A Reflection From Boston: Yankee in Soxland

Two bombs detonated at the finish line of the Boston Marathon on Monday afternoon killing 3 people and injuring at least 144. Tom Paulson suggested that I provide a more personal take on the day's events from a personal and global context. I generally dislike writing more personally, but I went for it this time around given my rather tenuous relationship with the city of Boston and a reluctance to see it as home. Without further ado...
Boston is a mess of a city. People will talk about its great history, but it is a logistical headache to navigate on a regular basis. Highly populated areas lack proper access to the T and GPS a phone does not prevent one from getting lost.
Plus, it is home to the Boston Red Sox.
Growing up in New Jersey suburb of New York during one of the golden eras of Yankee baseball, Boston was the city that housed an also-ran team.  The Yankees kept winning. My dad and other adults kept telling me that the Red Sox were the rivals of the Yankees, but I was more worried about the Baltimore Orioles and the Atlanta Braves. Those were the teams that mattered come October, not the Sox.
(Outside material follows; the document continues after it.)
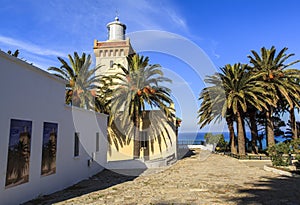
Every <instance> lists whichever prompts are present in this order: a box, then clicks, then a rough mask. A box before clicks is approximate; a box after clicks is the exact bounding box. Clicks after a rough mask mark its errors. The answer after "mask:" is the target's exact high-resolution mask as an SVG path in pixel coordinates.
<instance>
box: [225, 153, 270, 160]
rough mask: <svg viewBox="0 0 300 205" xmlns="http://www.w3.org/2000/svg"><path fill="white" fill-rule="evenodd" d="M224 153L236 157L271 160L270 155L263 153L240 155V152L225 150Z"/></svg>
mask: <svg viewBox="0 0 300 205" xmlns="http://www.w3.org/2000/svg"><path fill="white" fill-rule="evenodd" d="M224 155H227V156H230V157H233V158H236V159H248V160H270V157H268V156H262V155H238V154H232V153H231V152H224Z"/></svg>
That all changed in the fall of 2003. The Ying Yang Twins competed with Outkast’s ‘Hey Ya’ at  parties. Pedro Martinez was in his prime. Manny was – well – Manny and a new DH arrived from the Minnesota Twins with a swing perfect for peppering the Green Monster. Not that I was scared.
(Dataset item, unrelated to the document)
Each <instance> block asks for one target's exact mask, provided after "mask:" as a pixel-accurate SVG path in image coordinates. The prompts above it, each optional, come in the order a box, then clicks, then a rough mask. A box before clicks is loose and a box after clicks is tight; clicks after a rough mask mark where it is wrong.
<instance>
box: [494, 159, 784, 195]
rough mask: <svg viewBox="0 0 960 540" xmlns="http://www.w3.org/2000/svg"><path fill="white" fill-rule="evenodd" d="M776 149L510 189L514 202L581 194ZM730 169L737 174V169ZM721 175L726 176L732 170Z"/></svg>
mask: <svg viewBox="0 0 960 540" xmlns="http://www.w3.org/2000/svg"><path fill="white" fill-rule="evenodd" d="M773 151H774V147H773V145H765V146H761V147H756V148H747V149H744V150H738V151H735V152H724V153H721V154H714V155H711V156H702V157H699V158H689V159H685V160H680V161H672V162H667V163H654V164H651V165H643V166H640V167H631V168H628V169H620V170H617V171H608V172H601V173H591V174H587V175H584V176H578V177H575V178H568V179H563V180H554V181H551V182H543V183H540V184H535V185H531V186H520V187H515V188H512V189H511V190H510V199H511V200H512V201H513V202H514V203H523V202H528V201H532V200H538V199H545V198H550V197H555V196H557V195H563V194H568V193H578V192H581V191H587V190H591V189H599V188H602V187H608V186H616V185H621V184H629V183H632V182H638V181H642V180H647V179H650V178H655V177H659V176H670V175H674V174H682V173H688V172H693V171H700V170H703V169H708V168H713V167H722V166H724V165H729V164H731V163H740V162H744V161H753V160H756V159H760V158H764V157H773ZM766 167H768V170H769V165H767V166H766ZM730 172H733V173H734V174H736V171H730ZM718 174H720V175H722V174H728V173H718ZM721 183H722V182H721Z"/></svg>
The upstart Sox put on a nice show for a few games, but taking it to a seventh with ace Pedro Martinez had this Yankees fan a bit less confident. Attending a New England Jesuit college proved to hostile territory for a Yankees fan. That less than significant team from up north had serious fans.
They unabashedly sang along to a Neil Diamond tune gleefully cheering, ‘So good! So good! So good!’ in support of a team that failed to win when it mattered for what was approaching a century. A lust for winning was matched with a persistent pessimism. When things went poorly for the beloved Red Sox the young fans turned sour.
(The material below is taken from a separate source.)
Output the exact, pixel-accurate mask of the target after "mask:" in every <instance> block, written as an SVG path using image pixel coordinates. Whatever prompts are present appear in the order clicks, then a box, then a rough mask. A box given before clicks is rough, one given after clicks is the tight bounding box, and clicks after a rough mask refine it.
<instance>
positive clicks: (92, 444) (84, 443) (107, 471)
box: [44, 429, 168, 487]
“That figures,” I heard many times as friend would throw a remote after a heartbreaking loss.
20130415_121756I came to believe that the Red Sox was a fitting team for a miserable mindset. The utter lack of hope made it fitting that the team remain haunted by the sale of Babe Ruth and a ground ball that slipped between the long legs of a sure-handed first basemen in the fall of 1986.
Simon and Garfunkel’s ‘Cecelia’ blasted from the computer speakers as we few Yankees fans sang and danced our way through each commercial break. Serious Sox fans sat glued to the television transfixed on the possibility of ending a dynasty and exorcising the demons of Ruth in on fell swoop.